L'ittero è una condizione in cui si ha la colorazione giallastra della pelle, della sclera degli occhi e delle mucosa, a causa dell'innalzamento della bilirubina in circolo nel sangue oltre i 3-5 mg/dL; nei neonati è considerato fisiologico (ittero neonatale) e in genere nel giro massimo di un paio di settimane regredisce senza nessun tipo di intervento. Le causa possono essere diverse in quanto molte sono le patologie che possono interferire con il metabolismo della bilirubina, come ad esempio: anemie amolitiche, problemi al fegato, epatiti, problemi genetici, calcoli e tumori che ostruiscono le vie biliari.

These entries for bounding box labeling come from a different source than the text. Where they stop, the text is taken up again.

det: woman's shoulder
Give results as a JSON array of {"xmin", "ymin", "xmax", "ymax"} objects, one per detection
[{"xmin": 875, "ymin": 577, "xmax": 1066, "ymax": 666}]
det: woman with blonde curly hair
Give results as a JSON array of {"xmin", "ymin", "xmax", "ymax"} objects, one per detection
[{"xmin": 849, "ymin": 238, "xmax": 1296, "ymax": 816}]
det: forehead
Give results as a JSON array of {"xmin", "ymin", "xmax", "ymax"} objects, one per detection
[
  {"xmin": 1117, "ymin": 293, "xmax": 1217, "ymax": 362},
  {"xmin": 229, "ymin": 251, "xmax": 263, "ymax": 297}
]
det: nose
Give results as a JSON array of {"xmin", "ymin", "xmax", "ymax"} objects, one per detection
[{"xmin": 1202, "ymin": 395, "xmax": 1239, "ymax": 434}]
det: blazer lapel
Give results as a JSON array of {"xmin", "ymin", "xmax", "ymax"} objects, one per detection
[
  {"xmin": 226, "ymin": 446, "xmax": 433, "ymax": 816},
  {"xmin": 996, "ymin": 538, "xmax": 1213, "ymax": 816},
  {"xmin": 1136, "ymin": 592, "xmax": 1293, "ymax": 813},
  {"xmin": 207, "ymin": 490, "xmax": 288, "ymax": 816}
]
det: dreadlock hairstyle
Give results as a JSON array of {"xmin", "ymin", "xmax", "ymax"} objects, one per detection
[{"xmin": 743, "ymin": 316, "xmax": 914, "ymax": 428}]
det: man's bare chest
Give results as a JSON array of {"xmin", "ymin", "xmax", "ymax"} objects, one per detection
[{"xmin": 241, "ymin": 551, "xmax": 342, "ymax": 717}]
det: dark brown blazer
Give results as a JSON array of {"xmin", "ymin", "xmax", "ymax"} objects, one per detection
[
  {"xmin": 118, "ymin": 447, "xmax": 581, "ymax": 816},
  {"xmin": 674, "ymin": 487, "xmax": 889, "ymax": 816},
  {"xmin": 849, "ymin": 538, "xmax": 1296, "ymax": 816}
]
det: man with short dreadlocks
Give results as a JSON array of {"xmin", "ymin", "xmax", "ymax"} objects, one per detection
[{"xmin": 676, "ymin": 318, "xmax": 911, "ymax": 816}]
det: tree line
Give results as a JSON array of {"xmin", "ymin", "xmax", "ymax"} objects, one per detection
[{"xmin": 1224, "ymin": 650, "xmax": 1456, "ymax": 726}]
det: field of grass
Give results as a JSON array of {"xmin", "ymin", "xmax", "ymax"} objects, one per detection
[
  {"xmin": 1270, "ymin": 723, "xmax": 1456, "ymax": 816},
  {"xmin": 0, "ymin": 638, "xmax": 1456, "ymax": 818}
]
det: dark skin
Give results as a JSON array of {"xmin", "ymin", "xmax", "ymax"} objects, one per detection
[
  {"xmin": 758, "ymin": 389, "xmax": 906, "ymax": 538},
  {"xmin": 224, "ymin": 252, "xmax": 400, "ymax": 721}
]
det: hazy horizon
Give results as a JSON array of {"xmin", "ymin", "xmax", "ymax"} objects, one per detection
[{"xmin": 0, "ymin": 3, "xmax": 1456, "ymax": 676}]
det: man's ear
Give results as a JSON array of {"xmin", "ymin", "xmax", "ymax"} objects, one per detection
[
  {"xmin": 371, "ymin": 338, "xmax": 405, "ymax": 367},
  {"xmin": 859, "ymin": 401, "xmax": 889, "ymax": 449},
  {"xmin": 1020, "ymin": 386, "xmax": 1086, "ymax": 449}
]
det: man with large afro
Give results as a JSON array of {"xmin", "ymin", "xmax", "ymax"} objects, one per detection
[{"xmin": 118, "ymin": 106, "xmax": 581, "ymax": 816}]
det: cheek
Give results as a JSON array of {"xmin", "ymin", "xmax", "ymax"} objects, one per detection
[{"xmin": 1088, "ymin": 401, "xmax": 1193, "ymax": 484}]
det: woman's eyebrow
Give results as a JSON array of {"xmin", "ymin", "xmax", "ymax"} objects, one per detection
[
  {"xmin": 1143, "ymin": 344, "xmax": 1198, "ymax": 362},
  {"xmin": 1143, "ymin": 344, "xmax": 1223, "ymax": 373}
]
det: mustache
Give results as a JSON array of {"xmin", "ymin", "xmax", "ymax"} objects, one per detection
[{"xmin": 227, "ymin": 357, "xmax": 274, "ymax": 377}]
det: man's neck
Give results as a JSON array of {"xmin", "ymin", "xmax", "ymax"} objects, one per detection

L'itterizia non da sintomi molto evidenti, tranne che la colorazione della cute giallastra e in alcuni casi le feci possono essere acoliche, le urine eccessivamente scure, cioè scolorate e prurito, per il resto in sé per sé non è una condizione pericolosa, ma comunque è il segno di qualche altra malattia nell'organismo. Nel neonato invece può essere pericolosa in quanto può determinare lesioni irreversibili al sistema nervoso e altri problemi come ritardo mentale, problemi nella deambulazione, sordità e altro.
La malattia si diagnostica con la visita medica, lo studio dei sintomi, l'anamnesi generale, gli esami del sangue e altri specifici a seconda dei casi.
La terapia dipende dalle cause che hanno generato la patologia a seconda dei casi.